What makes a good observation

  • Concrete: "Stripe Report Run requires explicit
    payment_metadata[product]
    column in
    columns
    param or it returns blank" — not "Stripe has metadata"
  • Reusable: will this still be true next month?
  • Actionable: an agent reading this cold should know what to do differently
  • Not a transcript: no "the user asked me to", no raw tool output, no "I discovered that"

What to skip

  • Instruction artifacts, tool traces, ephemeral command outputs
  • Facts already in skills or ADRs (skills are the durable home; observations are for recall/search)
  • Anything under 12 chars — the write gate discards it

9) Operations commands (slog + recall)

# Record memory-system changes
slog write --action configure --tool memory-system --detail "<what changed>" --reason "<why>"

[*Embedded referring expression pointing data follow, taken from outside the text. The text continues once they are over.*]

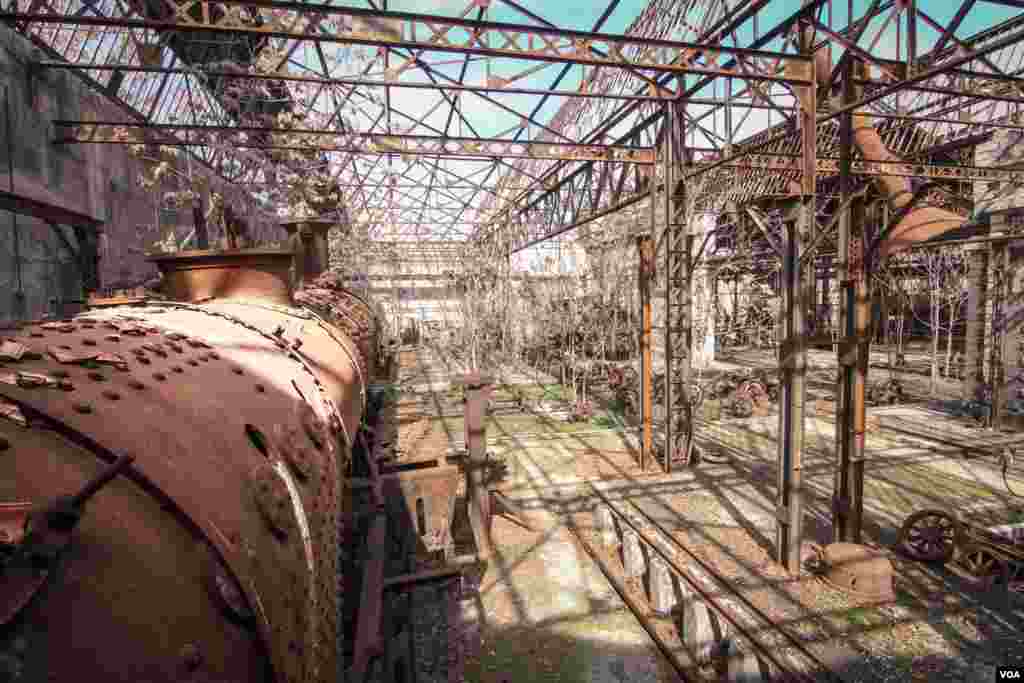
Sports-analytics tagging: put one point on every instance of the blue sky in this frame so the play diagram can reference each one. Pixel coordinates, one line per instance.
(582, 14)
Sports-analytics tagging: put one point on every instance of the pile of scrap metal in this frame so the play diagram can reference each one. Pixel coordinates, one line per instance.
(738, 392)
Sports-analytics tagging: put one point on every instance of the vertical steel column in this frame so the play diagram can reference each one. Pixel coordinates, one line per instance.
(996, 363)
(477, 390)
(974, 343)
(850, 392)
(645, 251)
(792, 344)
(678, 327)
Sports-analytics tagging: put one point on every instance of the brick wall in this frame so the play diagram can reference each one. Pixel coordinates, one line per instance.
(98, 180)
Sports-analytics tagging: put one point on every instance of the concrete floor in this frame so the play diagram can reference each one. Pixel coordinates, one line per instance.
(544, 611)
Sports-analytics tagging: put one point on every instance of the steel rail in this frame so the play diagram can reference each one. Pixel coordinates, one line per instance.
(710, 599)
(637, 609)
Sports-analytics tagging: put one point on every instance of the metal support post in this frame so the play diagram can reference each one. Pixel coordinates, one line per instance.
(998, 254)
(645, 250)
(793, 343)
(678, 327)
(853, 331)
(477, 390)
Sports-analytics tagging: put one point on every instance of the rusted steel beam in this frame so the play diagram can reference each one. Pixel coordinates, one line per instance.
(408, 581)
(393, 140)
(427, 33)
(493, 85)
(369, 641)
(436, 147)
(477, 389)
(645, 248)
(851, 275)
(792, 343)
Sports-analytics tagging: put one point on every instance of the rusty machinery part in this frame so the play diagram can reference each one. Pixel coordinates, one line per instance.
(858, 570)
(235, 495)
(889, 391)
(930, 536)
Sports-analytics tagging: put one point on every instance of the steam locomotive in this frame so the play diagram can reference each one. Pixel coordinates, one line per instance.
(170, 477)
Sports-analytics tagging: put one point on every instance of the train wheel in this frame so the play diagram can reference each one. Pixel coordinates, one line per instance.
(983, 564)
(930, 536)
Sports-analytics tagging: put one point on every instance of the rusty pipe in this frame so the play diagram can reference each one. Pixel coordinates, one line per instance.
(921, 223)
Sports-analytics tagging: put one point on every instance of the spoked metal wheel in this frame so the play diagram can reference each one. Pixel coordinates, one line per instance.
(930, 536)
(982, 563)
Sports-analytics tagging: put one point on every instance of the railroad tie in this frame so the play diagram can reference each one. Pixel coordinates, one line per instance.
(633, 559)
(606, 522)
(698, 631)
(663, 591)
(743, 666)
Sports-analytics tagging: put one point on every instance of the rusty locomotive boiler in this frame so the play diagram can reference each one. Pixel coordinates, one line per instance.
(210, 552)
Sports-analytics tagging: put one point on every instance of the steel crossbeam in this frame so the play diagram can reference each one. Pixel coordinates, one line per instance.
(443, 34)
(364, 143)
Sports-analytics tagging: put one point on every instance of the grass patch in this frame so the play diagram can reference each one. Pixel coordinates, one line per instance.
(859, 616)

# Inspect recent operational history
slog tail --count 50

# Default recall
joelclaw recall "<query>" --budget balanced --limit 7

# Deep recall for hard debugging
joelclaw recall "<query>" --budget deep --limit 10

# Inspect memory-system category specifically
joelclaw recall "<query>" --category jc:memory-system --limit 10

# Include held memories when needed
joelclaw recall "<query>" --include-hold --raw

9) Canonical code paths

  • Observe:
    packages/system-bus/src/inngest/functions/observe.ts
  • Write gate:
    packages/system-bus/src/memory/write-gate.ts
  • Taxonomy:
    packages/system-bus/src/memory/taxonomy-v1.ts
  • Recall adapter:
    packages/cli/src/capabilities/adapters/typesense-recall.ts
  • Reflect/propose:
    packages/system-bus/src/inngest/functions/reflect.ts
    ,
    promote.ts
  • Nightly maintenance:
    packages/system-bus/src/inngest/functions/memory/nightly-maintenance.ts

10) Non-negotiables

  • Memory stores patterns, not transcript noise.
  • No silent failure paths: emit telemetry on every transition.
  • Keep retrieval bounded; never flood context windows.
  • Keep
    MEMORY.md
    curated; do not auto-append raw observations.